## Review class

In this review we will download and process a large **.csv** file.  We choose the **Victoria Police Department Crime Database**.

In [None]:
%%bash
wget https://moto.data.socrata.com/api/views/f42u-v6f3/rows.csv?accessType=DOWNLOAD -O vicpd.csv

In [None]:
fname = "vicpd.csv"
with open(fname) as f:
    content = f.readlines()
    #print(content[0])
    # the keys are the first line of the file, let's split it and save as a key array.
    # first, let's remove the \n.
    keys = content[0].translate({ord(c) : None for c in '\n'})
    keys = keys.split(",")
    ## good, now let's collect the records into a list of dicts.
    mList = []
    for i in range(1, len(content)):
        line = content[i].translate({ord(c) : None for c in '\n'})
        line = line.split(",")
        dat = {keys[j] : line[j] for j in range(len(line))}
        mList.append(dat)
    print(len(mList),  "records")

In [None]:
## next, let's make the records more useful. 
#print(mList[1])
import datetime as dt

## let's make the:
##  python datetime objects for incident_datetime, updated_at, created_at
for x in mList:
    x['incident_datetime'] = dt.datetime.strptime(x['incident_datetime'], "%m/%d/%Y %I:%M:%S %p")
    x['updated_at'] = dt.datetime.strptime(x['updated_at'], "%m/%d/%Y %I:%M:%S %p")
    x['created_at'] = dt.datetime.strptime(x['created_at'], "%m/%d/%Y %I:%M:%S %p")


print(mList[1])

In [None]:
##  make location a pair of floats
for x in mList:
    if x['address_2'].upper() != '':
        print(x)

In [None]:
##  check to see if some elements can be removed. country. zip. clearance_type. day_of_week. 
##    incident_description. state. address_2. longiitude. hour_of_day. etc.
for x in mList:
    del x['zip']
    del x['country']
    del x['day_of_week']
    del x['state']
    del x['clearance_type']
    del x['incident_description']
    del x['address_2']
    del x['hour_of_day']

In [None]:
print(mList[0])

In [None]:
## let's make latitude and longitude into floats, and make the location a pair. then erase latitude and longitude.
## first, let's purge the one record that does not have a location

newList = []
for x in mList:
    if x['longitude'] == '':
        continue
    newList.append(x)
mList = newList

for x in mList:
    x['longitude'] = float(x['longitude'])
    x['latitude'] = float(x['latitude'])
    x['location'] = (x['latitude'], x['longitude'])
    del x['longitude']
    del x['latitude']
    
print(mList[0])

In [None]:
## let's make a breakdown of all the crime types as a dict of sets.
import collections as pyco
cTypes = pyco.defaultdict(set)

for x in mList:
    cTypes[x['parent_incident_type']].add(x['incident_type_primary'])
    
for k in cTypes.keys():
    print(k, ': ', sep='', end='')
    for x in cTypes[k]:
        print(x, end=', ')
    print('\n', end='')


In [None]:
## let's work out the percentages of the parent types and incident types, respectively, and make them into
## pie charts.

cCount = pyco.defaultdict(int)
for x in mList:
    cCount[x['parent_incident_type']] += 1
    cCount[(x['parent_incident_type'], x['incident_type_primary'])] += 1
    
for k,v in cCount.items():
    if isinstance(k, str):
        print(k, v)
print("\n")

## and let's print out all the Traffic types
for k,v in cCount.items():
    if isinstance(k, tuple) and k[0]=='Traffic':
        print(k, v)
        

In [None]:
## let's make some pie charts. First the primary crime types.
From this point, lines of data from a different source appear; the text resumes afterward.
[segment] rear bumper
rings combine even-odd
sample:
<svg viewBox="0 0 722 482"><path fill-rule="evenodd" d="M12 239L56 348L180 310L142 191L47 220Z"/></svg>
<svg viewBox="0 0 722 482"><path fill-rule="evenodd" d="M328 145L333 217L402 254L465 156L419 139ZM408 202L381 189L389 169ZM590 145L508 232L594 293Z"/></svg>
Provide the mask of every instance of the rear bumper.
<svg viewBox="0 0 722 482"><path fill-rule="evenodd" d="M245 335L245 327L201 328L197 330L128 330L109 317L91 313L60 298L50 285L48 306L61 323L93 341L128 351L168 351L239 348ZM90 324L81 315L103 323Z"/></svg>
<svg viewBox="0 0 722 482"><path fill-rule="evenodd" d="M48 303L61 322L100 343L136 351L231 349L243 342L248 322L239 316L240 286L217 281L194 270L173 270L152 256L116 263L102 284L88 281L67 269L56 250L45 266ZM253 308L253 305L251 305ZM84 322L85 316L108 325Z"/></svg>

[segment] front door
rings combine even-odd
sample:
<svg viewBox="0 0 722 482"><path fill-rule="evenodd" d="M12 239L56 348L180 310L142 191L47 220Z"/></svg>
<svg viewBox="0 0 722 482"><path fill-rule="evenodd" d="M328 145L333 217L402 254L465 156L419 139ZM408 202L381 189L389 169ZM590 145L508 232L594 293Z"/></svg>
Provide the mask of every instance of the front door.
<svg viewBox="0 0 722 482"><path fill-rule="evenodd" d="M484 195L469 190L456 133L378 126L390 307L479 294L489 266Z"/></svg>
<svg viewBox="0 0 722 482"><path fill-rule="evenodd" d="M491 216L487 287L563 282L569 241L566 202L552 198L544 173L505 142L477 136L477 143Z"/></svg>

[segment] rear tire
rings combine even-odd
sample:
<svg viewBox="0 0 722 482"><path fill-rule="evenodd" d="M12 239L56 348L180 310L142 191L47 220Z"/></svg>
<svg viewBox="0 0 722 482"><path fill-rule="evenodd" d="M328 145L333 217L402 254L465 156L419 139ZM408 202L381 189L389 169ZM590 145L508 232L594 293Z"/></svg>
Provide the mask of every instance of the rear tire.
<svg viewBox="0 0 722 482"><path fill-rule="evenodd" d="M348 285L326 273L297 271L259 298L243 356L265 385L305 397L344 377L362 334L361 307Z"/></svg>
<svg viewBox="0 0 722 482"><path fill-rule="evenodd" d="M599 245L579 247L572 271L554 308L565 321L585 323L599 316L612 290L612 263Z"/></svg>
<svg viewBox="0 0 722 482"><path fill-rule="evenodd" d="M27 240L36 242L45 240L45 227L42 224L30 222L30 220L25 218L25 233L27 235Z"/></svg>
pct = [100*v/len(mList) for k,v in cCount.items() if isinstance(k, str)]
lab = [k for k,v in cCount.items() if isinstance(k,str)]
print(len(pct))

import matplotlib.pyplot as plt
with plt.xkcd(): ## this enables the xkcd style.
    plt.pie(pct, labels=lab, autopct='%1.1f%%')

In [None]:
## let's make some pie charts. Let's do another for traffic

pct = [100*v/cCount['Traffic'] for k,v in cCount.items() if isinstance(k, tuple) and k[0]=='Traffic']
lab = [k[1] for k,v in cCount.items() if isinstance(k,tuple) and k[0]=='Traffic']
print(len(pct))

import matplotlib.pyplot as plt
with plt.xkcd(): ## this enables the xkcd style.
    plt.pie(pct, labels=lab, autopct='%1.1f%%')

In [None]:
import folium as fo
from folium import plugins as fpl

## heat plot of all driving complaints

hdat = [[x['location'][0], x['location'][1], 0.02] for x in mList \
        if x['incident_type_primary'] == 'DRIVING COMPLAINTS']

mapa = fo.Map([48.4323, -123.3720], tiles='Stamen Terrain', zoom_start=13)
mapa.add_child(fpl.HeatMap(hdat))
mapa